Im Gespräch: Jens Söring, seit 25 Jahren in den USA im Gefängnis, “Aus dem Leben des 179212”
Am 30. April 2011 war es genau 25 Jahre her, dass Jens Söring ins Gefängnis kam. Ein Geschworenengericht im US-Bundesstaat Virginia verurteilte den deutschen Diplomatensohn für den extrem grausamen Doppelmord an dem Manager Derek Haysom und dessen Frau Nancy zu zweimal lebenslanger Haft. Seine Unterstützer sprechen von einem Justizirrtum. Der Fall ist so spektakulär, dass ein US-Gericht erstmals vor laufenden Fernsehkameras tagt. Heute ist Söring Häftling 179212 im Buckingham Correctional Center im US-Bundesstaat Virginia.
Geboren 1966 in Bangkok, Thailand als Sohn eines höheren deutschen Diplomaten, erhält er mit 18 ein Hochbegabtenstipendium an der University of Virginia, einer der renommiertesten in den USA. Dort verliebt sich der unerfahrene Strebertyp in seine Kommilitonin Elizabeth Haysom. Die 20-Jährige ist exzentrisch, äußerst attraktiv und den Drogen zugetan. Als Elizabeths Eltern am 30. März 1985 in Lynchburg, Virginia, ermordet werden, fällt der Verdacht auf die angeblich von den Eltern missbrauchte Tochter und deren deutschen Freund. Das ungleiche Paar flüchtet nach England, später nach Asien und wird im Juni 1986 in London geschnappt. Söring will Elizabeth durch ein Geständnis vor dem elektrischen Stuhl retten – im festen Glauben, er würde als Diplomatensohn in die Heimat ausgeliefert werden, wo ihm nur die Jugendstrafe droht. Ein fataler Irrtum. Bald darauf widerruft Söring und klagt bis hin zum Europäischen Gerichtshof für Menschenrechte. Seiner Auslieferung wird unter der Voraussetzung stattgegeben, dass ihn in den USA nicht die Todesstrafe erwartet. In Virginia wird Jens Söring zu zweimal lebenslänglich verurteilt, Elizabeth Haysom zu 90 Jahren. Der Richter ist ein alter Freund der Opfer. Heute mehren sich die Anzeichen, dass Jens Söring möglicherweise nicht der Täter ist. Ein DNA-Test und ein neuer Entlastungszeuge haben den komplexen Fall wieder ins Gespräch gebracht. Das Szenario erinnert an einen Krimi, bei dem der Drehbuchautor an manchen Stellen ein bisschen dick aufgetragen hat.

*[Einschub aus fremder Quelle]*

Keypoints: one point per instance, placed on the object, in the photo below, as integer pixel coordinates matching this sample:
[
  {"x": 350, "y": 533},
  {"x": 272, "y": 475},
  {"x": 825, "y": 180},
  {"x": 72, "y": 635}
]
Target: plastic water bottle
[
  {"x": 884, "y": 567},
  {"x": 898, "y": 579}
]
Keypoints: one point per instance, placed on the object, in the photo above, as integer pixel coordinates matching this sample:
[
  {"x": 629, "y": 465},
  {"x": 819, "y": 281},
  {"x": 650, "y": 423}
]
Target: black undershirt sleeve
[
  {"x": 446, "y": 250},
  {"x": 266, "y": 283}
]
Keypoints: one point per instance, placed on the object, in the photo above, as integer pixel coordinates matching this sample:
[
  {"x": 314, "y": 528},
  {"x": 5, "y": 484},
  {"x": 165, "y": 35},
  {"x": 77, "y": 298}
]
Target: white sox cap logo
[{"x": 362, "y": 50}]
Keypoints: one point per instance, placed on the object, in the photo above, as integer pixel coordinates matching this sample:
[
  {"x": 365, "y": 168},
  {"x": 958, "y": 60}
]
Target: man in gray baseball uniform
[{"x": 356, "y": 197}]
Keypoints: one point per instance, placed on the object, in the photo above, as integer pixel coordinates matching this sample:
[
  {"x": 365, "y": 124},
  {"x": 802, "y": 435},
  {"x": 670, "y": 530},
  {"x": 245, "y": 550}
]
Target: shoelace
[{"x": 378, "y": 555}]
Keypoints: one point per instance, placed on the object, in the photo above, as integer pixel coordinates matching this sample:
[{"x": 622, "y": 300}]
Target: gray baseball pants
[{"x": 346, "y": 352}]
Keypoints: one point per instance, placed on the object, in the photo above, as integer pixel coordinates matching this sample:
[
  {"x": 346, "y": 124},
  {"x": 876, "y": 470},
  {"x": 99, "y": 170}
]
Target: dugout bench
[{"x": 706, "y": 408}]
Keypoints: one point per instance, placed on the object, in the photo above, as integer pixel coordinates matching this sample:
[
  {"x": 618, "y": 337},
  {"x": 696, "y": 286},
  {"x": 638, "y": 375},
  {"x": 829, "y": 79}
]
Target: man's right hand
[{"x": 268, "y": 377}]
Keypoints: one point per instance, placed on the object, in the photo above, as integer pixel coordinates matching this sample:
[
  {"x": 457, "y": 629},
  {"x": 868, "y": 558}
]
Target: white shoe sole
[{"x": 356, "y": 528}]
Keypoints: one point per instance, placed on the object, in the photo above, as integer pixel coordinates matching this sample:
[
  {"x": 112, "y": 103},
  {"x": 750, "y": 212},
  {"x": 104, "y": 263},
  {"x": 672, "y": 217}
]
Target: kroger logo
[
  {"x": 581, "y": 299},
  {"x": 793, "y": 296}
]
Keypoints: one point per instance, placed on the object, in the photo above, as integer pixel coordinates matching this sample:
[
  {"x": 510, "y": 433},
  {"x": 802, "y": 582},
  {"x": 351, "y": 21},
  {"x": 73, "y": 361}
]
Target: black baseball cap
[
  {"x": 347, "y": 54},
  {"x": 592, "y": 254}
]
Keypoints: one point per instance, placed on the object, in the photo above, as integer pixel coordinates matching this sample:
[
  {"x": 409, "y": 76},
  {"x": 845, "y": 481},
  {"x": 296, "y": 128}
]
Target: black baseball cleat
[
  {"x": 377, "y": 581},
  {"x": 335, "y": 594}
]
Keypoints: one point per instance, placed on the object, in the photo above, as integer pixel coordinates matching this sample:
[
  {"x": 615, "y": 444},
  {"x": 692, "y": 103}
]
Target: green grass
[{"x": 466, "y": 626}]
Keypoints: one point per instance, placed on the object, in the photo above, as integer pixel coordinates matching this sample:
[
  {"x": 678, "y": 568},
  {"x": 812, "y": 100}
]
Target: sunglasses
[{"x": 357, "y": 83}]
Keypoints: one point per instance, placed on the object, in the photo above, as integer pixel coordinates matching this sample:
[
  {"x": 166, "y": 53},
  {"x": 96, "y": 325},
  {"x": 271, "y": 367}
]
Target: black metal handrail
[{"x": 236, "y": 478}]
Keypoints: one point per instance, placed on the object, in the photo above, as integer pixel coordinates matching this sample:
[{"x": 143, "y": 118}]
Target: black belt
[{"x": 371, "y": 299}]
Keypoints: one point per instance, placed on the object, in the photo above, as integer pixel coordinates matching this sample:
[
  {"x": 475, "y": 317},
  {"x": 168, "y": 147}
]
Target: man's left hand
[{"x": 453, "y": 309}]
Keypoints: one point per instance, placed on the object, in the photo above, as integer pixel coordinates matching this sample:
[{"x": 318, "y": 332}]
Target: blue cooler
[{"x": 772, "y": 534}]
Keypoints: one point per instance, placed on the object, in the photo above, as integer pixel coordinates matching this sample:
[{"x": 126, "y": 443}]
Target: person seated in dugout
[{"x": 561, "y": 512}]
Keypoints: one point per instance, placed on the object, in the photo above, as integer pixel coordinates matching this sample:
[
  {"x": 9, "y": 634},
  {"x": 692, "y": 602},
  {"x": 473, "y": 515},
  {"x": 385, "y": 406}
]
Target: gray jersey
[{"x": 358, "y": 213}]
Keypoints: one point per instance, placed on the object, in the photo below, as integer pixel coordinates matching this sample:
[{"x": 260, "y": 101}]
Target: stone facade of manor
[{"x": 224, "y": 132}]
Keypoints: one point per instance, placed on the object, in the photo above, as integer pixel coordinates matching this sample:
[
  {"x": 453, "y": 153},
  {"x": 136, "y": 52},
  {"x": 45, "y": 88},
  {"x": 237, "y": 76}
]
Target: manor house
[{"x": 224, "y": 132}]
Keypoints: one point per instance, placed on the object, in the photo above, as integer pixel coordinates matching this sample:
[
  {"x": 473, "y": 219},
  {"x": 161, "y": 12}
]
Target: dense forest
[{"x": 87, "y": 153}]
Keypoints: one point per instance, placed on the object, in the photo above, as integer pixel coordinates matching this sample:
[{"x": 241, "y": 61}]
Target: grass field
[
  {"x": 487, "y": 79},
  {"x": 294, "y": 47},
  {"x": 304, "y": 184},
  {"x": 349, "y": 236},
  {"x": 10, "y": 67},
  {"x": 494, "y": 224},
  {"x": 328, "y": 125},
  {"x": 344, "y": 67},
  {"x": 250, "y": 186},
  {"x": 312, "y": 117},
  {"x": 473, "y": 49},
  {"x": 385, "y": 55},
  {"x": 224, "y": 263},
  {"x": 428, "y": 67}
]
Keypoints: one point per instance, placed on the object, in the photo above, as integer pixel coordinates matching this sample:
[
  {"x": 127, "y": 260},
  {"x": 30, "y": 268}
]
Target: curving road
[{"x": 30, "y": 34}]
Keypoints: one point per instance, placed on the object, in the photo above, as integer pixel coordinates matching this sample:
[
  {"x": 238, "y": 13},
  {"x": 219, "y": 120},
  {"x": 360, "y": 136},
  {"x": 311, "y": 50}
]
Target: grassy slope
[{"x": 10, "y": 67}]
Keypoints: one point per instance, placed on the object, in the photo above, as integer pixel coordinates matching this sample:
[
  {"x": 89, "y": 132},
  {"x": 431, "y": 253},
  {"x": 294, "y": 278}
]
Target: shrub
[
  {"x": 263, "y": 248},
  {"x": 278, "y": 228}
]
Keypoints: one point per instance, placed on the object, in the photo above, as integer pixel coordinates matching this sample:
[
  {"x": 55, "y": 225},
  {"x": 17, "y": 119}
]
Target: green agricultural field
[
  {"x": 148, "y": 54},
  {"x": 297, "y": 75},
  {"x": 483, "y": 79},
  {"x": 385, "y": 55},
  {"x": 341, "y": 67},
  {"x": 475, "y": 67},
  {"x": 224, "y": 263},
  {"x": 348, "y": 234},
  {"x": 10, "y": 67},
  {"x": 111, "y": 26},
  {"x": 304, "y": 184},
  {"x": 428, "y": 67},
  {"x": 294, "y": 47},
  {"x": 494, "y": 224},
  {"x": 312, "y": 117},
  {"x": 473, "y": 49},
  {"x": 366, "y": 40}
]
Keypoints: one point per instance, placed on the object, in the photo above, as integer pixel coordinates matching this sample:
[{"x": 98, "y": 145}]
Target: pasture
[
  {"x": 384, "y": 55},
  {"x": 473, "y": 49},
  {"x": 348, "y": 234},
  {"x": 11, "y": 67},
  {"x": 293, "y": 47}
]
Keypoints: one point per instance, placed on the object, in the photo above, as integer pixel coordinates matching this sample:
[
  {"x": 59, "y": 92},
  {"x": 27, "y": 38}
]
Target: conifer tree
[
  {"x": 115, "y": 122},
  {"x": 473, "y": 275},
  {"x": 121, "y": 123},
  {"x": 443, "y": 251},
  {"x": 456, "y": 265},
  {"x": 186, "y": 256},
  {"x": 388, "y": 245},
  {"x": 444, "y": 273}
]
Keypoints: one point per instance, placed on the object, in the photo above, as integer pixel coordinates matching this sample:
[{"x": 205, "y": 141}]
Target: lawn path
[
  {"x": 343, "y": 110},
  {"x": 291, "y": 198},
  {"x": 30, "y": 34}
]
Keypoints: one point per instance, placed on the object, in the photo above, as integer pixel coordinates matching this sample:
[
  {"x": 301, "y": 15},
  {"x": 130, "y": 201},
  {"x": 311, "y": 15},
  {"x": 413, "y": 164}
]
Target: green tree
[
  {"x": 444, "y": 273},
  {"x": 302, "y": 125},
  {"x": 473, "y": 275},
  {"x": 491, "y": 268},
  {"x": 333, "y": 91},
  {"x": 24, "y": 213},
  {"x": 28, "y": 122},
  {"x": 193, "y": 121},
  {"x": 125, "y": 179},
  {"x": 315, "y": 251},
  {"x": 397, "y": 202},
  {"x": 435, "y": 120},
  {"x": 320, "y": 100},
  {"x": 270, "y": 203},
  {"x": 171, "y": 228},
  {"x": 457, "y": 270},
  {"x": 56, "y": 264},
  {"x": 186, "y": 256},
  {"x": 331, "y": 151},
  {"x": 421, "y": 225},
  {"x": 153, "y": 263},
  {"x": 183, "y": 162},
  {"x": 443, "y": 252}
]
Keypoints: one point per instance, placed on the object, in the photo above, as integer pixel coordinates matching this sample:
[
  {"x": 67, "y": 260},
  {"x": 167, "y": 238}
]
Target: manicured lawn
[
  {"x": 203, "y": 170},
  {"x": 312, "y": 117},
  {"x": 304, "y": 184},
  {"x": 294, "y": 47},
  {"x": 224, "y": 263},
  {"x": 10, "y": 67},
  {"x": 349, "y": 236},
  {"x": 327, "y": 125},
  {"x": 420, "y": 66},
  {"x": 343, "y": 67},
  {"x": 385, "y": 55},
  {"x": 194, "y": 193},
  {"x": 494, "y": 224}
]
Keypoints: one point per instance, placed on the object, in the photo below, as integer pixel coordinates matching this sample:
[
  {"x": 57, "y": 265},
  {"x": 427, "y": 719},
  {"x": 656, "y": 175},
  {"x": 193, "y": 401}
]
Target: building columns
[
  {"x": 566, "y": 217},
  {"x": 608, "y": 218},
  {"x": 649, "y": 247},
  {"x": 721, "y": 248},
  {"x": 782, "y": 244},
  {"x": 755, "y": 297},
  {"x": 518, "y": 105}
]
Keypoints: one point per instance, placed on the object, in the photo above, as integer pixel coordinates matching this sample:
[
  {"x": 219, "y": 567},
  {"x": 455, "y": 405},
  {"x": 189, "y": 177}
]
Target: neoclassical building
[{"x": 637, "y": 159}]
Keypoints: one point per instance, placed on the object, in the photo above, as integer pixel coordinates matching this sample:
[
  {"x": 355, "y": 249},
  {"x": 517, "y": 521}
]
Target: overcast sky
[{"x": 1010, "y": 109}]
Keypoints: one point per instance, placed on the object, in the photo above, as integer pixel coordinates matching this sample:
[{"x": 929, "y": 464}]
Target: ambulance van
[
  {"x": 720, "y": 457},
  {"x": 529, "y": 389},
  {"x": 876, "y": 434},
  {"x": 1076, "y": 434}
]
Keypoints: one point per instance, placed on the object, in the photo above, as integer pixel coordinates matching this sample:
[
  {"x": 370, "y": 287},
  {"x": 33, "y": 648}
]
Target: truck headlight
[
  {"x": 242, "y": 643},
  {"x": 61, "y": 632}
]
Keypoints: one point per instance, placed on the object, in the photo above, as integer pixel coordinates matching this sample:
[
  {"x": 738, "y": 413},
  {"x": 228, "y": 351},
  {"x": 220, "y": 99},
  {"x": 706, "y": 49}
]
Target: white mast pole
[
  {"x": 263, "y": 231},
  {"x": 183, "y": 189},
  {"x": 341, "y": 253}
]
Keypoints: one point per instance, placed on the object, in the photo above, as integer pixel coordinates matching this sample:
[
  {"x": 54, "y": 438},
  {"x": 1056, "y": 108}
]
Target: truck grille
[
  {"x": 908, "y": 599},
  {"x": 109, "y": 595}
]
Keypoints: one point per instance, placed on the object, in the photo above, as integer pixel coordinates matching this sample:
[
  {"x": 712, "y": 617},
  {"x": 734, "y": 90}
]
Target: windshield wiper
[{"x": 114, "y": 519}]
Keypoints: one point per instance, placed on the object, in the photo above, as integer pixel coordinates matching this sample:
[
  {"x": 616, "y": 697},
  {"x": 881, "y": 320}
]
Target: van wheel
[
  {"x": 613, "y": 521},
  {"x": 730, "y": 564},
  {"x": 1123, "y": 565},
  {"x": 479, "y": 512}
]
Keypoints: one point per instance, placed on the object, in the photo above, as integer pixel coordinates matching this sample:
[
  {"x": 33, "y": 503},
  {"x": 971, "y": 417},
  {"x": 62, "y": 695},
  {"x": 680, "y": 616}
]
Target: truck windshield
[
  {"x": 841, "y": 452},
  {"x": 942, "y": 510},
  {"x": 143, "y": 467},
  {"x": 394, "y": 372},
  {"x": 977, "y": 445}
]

Die Bundesregierung setzt sich jetzt für den Deutschen ein und will ihm die Rückkehr nach Deutschland ermöglichen. Ihr Menschenrechtsbeauftragter Markus Löning (FDP) stattete ihm im Februar erstmals einen Besuch im Gefängnis in Virginia ab. Olaf Neumann hatte Gelegenheit, mit Jens Söring zu sprechen.
Kultur Joker: Herr Söring, im März sagte erstmals ein Entlastungszeuge unter Eid aus, der die Argumentation Ihrer Verteidiger untermauert. Wie geht es Ihnen momentan?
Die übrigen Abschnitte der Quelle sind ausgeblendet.